Sarvam Audio is trained on 22 Indian languages that include Hindi, Tamil, Telugu, Malayalam, Marathi, Bengali, and Indian English. The model is built on the Sarvam 3B model, a 3-billion-parameter language model, and supports multiple transcription formats.

Sarvam AI claims that Sarvam Audio also outperforms GPT-4o-Transcribe and Gemini-3-Flash in early benchmark tests across three transcription styles: unnormalised, normalised, and code-mixed. The tests were run on the IndicVoices dataset, which includes real-world Indian speech. The data highlights that lower WER scores showcase a higher transcription accuracy.

It should also be noted that OpenAI and Google’s language models are designed for global languages and standard transcription tasks. Whereas Sarvam Audio is specialised in Indian languages.

The model also comes with “Diarised Speech Recognition” capability that handles complex, multi-speaker audio, and natural conversational speech with higher accuracy.

Sarvam, in a press note, said, “With built-in context awareness, diarization, format control, and direct speech-to-command capabilities, Sarvam Audio forms the foundation for a new generation of voice-first applications and agents built for real Indian users.”

How can Sarvam Audio be used in real-world cases?

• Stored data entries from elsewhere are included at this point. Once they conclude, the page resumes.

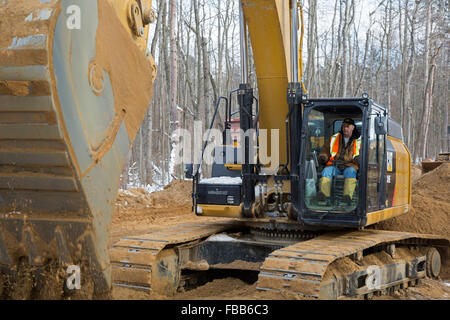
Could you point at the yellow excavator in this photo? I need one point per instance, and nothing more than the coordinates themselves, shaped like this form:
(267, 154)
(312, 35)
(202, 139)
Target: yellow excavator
(75, 84)
(278, 226)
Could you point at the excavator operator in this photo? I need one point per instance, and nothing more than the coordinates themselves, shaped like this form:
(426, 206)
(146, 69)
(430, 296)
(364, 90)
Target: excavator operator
(340, 155)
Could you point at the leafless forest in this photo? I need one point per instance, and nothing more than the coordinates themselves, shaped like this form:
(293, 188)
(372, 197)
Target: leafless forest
(395, 50)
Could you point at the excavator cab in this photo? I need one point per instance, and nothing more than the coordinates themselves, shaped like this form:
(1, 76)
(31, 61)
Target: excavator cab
(323, 122)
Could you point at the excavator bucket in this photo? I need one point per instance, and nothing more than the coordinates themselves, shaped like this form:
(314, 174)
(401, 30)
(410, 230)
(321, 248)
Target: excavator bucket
(75, 85)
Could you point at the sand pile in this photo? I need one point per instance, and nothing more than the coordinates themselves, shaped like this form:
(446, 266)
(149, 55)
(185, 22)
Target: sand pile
(430, 211)
(175, 194)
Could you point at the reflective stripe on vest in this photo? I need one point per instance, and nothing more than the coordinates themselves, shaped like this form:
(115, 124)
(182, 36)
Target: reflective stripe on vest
(334, 147)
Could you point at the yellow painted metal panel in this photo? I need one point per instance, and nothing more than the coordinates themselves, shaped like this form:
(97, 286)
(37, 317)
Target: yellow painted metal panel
(219, 211)
(381, 215)
(402, 194)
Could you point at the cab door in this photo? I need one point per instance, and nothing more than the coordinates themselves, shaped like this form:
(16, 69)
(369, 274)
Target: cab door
(375, 167)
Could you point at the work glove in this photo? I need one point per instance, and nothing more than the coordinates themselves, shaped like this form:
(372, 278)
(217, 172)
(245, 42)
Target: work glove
(323, 159)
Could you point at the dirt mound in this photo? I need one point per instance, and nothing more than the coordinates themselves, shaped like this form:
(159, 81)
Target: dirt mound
(176, 193)
(430, 211)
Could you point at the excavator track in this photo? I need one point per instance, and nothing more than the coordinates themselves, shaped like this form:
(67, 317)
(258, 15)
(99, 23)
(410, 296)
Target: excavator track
(153, 262)
(150, 261)
(65, 133)
(300, 268)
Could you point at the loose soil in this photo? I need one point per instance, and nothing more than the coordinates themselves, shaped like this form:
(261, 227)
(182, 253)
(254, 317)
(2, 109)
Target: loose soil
(139, 212)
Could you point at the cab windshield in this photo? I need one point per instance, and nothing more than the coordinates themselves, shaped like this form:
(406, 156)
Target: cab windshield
(331, 167)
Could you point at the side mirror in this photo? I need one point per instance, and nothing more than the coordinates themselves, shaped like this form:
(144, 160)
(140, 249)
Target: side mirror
(380, 128)
(189, 171)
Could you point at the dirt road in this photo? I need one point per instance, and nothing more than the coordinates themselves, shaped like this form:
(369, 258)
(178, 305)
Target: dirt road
(139, 212)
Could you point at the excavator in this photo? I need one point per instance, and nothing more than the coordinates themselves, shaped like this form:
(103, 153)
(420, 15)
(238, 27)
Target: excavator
(276, 224)
(75, 84)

Considering Sarvam Audio supports 22 Indian languages, it can be used for multilingual transcription, multi-speaker conversations across sectors and tools such as call centres, logistics, e-commerce, banking, Fintech, chat and Messaging platfroms, and more

It can also be used for long-form audio processing, such as podcasts, meetings, call centres, or even lectures in Indian languages.